Many contributions rethink medieval genres as well. Léglu rereads Lucretia in the popular Middle French prose translations of Latin histories; drawing upon Mieke Bal's notion of "Ethical Non Indifference", Léglu reconsiders the relationships--ostensibly meant to be mutually reinforcing--between text and image in manuscript traditions. Gilbert employs Benjamin to see how the dérimages (prose translations of verse forms) articulate Benjamin's dialectic of transient and sacred history. Drawing upon James C. Scott's anthropological theory, Guynn challenges the claim that festive drama provides a "catharsis" (a term he also investigates) that pacifies lower-class audiences. Sunderland cites stemmata of chansons de geste and variants of Bueve d'Hantone to unsettle claims about the French origins of the chanson de geste; he places these variants in conversation with Antoine Berman's theory of translation as innately hospitable (requiring room to be made for the foreign text within the new language) and hostile (resisting or effacing difference)--and Lawrence Venuti's theory of marketability. The convergence of these theories leads Sunderland to consider variants of Bueve d'Hantone as commodities, and raises the very interesting question of a text's adaptability.

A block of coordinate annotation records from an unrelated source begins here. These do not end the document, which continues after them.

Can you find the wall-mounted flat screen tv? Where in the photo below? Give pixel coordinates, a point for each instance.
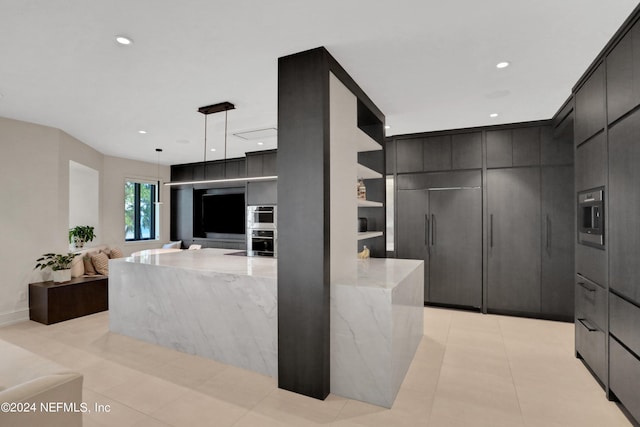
(223, 213)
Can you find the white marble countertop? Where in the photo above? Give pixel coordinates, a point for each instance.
(216, 260)
(383, 273)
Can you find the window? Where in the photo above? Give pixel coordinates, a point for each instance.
(139, 211)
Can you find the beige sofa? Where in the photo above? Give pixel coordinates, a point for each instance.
(26, 378)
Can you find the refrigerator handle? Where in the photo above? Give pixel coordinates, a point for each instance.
(548, 233)
(491, 230)
(433, 230)
(426, 230)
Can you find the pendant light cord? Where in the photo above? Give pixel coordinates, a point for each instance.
(204, 157)
(225, 142)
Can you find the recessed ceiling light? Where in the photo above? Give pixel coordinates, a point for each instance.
(124, 40)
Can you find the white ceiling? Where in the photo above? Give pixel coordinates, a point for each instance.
(427, 64)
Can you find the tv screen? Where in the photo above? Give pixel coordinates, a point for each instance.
(223, 213)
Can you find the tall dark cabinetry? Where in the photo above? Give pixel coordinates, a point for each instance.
(512, 248)
(558, 231)
(514, 240)
(443, 227)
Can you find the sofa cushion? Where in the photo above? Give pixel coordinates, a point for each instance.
(173, 245)
(116, 253)
(101, 263)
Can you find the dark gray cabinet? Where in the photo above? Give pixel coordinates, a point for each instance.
(466, 151)
(623, 75)
(624, 206)
(409, 155)
(526, 146)
(591, 164)
(437, 153)
(261, 163)
(590, 106)
(455, 247)
(413, 216)
(499, 149)
(513, 147)
(443, 228)
(262, 193)
(514, 240)
(558, 232)
(556, 146)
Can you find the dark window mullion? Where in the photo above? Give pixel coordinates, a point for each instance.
(136, 212)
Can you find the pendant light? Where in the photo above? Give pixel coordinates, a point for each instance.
(158, 150)
(211, 109)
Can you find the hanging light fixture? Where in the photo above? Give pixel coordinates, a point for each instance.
(210, 109)
(158, 202)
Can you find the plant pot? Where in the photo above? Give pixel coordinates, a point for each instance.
(78, 243)
(60, 276)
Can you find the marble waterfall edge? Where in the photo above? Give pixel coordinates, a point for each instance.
(231, 318)
(376, 327)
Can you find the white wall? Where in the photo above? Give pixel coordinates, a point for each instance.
(34, 197)
(84, 197)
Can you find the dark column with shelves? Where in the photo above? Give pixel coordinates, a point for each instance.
(304, 215)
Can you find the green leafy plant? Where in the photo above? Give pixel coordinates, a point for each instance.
(55, 261)
(83, 233)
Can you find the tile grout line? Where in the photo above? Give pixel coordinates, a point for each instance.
(506, 353)
(435, 392)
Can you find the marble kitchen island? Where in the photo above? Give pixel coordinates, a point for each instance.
(224, 307)
(203, 302)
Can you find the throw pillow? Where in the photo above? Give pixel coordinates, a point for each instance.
(101, 263)
(172, 245)
(116, 253)
(88, 265)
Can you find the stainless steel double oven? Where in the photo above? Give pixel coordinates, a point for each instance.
(262, 236)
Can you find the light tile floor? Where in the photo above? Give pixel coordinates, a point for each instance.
(470, 370)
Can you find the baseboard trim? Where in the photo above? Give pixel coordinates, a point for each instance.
(15, 317)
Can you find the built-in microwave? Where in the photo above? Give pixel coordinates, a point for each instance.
(591, 217)
(262, 243)
(264, 217)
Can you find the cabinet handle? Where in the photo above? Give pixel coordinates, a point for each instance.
(584, 285)
(433, 230)
(587, 325)
(426, 230)
(491, 230)
(548, 233)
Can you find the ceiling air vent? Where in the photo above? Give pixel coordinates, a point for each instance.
(258, 134)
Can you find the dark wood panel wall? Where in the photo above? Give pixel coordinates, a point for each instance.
(545, 150)
(304, 215)
(607, 140)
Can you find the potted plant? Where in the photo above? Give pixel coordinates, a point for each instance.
(81, 234)
(60, 264)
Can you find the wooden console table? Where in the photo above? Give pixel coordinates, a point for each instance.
(51, 302)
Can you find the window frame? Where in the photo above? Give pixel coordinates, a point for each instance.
(154, 214)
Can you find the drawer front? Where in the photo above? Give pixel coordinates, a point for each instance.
(590, 343)
(624, 377)
(591, 302)
(625, 322)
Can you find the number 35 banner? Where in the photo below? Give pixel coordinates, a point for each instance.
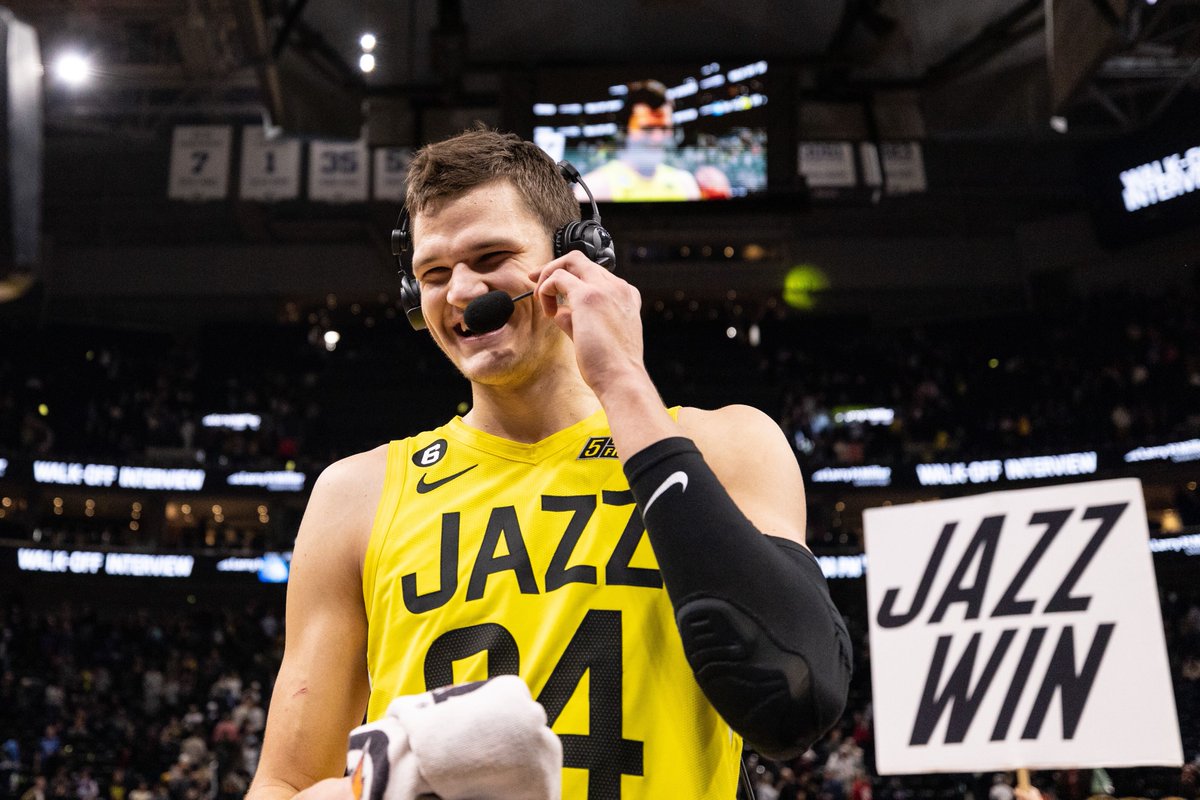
(337, 172)
(1018, 629)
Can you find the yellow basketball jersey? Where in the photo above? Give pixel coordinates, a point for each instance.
(492, 557)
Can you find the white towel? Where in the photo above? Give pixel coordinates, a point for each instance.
(474, 741)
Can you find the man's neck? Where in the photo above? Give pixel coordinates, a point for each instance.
(534, 410)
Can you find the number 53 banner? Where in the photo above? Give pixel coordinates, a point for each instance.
(1018, 629)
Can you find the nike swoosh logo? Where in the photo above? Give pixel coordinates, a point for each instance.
(423, 486)
(675, 479)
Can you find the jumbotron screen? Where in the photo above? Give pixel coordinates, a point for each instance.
(659, 134)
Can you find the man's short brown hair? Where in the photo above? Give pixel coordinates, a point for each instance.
(445, 170)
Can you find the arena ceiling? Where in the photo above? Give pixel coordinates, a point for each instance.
(973, 65)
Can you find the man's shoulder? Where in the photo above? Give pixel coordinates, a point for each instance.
(726, 421)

A thought-provoking closing response by Simon Gaunt elaborates how "the untranslatable" might fit into an ethics of translation.

While not attempting to answer every question they pose, the chapters as a whole speak back to two traumas shared by translation theory and medieval studies: the innate violence of translation, and the post-Babel separation between meaning and language. Interestingly, the volume responds to these anxieties not only through its careful confrontation of theory and medieval texts, but also through the method of contributors who denote where translation theory productively informs a more historical issue and where medieval texts and/or practices of translation resist contemporary theory. Leaving room for difference between these fields of study prevents the scholars from forwarding any universal theory, and instead puts into practice Antoine Berman's discussion of hospitality.

The volume will be of obvious use to scholars in medieval studies, as many contributors, such as Guynn and Butterfield, propose new directions for future research. However the volume's content as well as its methodologies may appeal to a wide readership of literary scholars (clearly those in the fields of translation theory and postcolonial studies, but also those in other fields). Finally, this volume will be of use for the modern, practicing translator, and for poets and writers engaged in reworking classical and medieval material in contemporary works of writing.